São Paulo divulga nota oficial sobre matéria do jornal O Estado de S. Paulo

Em relação à reportagem “Clubes devem R$ 107 mi à Prefeitura”, publicada no Jornal O Estado de S. Paulo, edição desta segunda-feira, dia 5 de novembro de 2012, pg. C6, o São Paulo Futebol Clube vem esclarecer o quanto segue.

A questão já foi totalmente elucidada pelo São Paulo Futebol Clube em correspondência enviada ao Estado de S. Paulo em 19 de outubro de 2011, por meio da qual o Clube respondeu à matéria “Todos os grandes clubes de futebol aderiram ao PPI”, publicada naquela mesma data.
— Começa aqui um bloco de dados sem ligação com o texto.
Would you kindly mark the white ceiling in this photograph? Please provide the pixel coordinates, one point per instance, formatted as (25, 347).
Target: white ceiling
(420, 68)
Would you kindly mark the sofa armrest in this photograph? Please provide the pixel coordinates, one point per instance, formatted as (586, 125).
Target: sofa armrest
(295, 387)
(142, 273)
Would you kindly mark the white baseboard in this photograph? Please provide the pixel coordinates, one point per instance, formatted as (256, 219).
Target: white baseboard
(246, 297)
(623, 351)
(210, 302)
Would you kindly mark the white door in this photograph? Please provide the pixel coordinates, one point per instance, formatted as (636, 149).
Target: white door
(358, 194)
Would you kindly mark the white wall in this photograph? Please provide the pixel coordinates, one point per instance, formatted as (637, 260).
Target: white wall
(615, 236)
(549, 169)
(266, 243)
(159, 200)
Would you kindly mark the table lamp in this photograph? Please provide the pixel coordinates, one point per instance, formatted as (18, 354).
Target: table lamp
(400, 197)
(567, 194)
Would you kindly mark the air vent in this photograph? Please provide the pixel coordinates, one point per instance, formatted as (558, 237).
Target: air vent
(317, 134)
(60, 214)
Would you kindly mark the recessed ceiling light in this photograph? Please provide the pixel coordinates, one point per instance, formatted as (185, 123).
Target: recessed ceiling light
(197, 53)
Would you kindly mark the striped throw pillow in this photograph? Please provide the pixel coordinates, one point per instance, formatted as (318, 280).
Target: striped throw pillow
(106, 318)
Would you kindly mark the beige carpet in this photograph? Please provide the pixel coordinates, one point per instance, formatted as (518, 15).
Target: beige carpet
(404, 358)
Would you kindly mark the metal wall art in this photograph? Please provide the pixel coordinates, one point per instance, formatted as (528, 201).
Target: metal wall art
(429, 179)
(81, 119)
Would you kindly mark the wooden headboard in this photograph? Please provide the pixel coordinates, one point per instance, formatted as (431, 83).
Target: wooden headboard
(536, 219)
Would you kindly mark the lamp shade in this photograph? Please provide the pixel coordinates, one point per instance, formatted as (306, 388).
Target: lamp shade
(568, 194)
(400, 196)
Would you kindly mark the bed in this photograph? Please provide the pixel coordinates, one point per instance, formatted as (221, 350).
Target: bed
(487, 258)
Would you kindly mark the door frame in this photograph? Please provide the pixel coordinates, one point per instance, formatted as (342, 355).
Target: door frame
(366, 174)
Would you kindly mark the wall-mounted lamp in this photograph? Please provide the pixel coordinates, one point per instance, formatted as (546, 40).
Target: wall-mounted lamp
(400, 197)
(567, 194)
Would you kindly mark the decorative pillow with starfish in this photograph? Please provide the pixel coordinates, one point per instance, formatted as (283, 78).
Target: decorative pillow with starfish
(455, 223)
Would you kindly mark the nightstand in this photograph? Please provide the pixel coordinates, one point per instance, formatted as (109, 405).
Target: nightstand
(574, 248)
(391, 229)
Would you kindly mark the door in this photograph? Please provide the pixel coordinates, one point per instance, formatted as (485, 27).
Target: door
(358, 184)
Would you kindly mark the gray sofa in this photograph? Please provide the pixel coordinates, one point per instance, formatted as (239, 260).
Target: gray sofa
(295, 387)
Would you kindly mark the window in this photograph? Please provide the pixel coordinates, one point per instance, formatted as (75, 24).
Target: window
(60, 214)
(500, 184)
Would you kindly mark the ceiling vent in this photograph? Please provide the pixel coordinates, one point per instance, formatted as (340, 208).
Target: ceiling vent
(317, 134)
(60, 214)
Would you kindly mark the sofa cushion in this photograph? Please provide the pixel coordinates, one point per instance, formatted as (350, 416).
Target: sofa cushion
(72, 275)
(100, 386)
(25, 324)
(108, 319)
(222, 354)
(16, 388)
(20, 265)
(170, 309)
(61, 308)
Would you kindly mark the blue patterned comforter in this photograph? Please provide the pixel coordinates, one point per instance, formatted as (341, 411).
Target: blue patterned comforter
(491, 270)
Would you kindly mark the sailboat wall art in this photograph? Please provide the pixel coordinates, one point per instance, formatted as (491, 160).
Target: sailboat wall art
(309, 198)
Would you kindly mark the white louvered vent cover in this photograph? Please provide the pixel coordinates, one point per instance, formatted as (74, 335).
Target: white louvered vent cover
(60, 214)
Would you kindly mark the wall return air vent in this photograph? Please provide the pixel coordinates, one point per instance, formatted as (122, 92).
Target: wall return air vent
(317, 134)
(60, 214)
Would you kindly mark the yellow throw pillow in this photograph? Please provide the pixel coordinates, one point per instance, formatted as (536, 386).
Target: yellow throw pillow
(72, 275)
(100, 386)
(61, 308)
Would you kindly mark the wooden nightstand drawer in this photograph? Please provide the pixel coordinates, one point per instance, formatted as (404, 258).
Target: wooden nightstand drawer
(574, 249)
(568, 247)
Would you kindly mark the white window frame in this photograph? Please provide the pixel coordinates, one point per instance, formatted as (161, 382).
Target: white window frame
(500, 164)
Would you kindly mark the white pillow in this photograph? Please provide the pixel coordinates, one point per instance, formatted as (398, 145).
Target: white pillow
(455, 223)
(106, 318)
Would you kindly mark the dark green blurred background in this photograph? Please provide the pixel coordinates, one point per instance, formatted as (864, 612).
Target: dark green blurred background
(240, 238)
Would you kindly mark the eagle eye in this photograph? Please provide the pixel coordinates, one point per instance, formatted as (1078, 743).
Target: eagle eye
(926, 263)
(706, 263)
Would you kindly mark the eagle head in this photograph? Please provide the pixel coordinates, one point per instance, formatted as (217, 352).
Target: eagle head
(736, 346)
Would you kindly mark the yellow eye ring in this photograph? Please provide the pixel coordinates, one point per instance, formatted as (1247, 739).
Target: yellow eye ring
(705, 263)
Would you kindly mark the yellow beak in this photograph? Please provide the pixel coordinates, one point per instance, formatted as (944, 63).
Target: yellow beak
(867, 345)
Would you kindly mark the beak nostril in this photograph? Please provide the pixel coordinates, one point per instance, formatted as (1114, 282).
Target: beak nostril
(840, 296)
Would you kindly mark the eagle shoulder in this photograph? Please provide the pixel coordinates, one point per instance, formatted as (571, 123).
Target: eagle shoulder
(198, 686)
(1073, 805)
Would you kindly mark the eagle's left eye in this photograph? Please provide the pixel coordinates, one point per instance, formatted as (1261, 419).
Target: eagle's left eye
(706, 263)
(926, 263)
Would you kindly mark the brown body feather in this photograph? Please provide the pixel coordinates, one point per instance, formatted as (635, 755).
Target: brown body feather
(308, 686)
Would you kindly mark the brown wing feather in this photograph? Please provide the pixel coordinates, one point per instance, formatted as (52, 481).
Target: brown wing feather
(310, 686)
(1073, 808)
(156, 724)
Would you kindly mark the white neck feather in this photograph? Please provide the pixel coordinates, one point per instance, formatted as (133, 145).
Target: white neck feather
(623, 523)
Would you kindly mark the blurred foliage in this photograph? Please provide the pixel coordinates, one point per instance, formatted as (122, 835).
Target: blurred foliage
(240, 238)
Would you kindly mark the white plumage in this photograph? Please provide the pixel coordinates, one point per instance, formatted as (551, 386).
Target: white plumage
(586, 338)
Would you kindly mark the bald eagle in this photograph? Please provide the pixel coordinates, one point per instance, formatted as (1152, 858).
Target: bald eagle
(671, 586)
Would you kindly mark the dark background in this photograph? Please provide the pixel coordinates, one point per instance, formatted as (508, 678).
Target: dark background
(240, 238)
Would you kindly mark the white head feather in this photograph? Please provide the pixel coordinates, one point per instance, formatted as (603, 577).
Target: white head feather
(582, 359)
Estranhamente, o Jornal O Estado de S. Paulo voltou, nesta oportunidade, ao assunto relacionado com supostas dívidas dos clubes da capital para com Prefeitura, sem sequer mencionar o teor dos esclarecimentos feitos pelo São Paulo FC naquela ocasião. Ou seja, pior do que não ouvir a versão do São Paulo Futebol Clube, o que efetivamente não fez, a matéria simplesmente omitiu o posicionamento do Clube, que já lhe havia sido enviado por carta por ocasião de reportagem anterior já mencionada. A matéria sequer menciona os esclarecimentos enviados pelo Clube em outubro de 2011.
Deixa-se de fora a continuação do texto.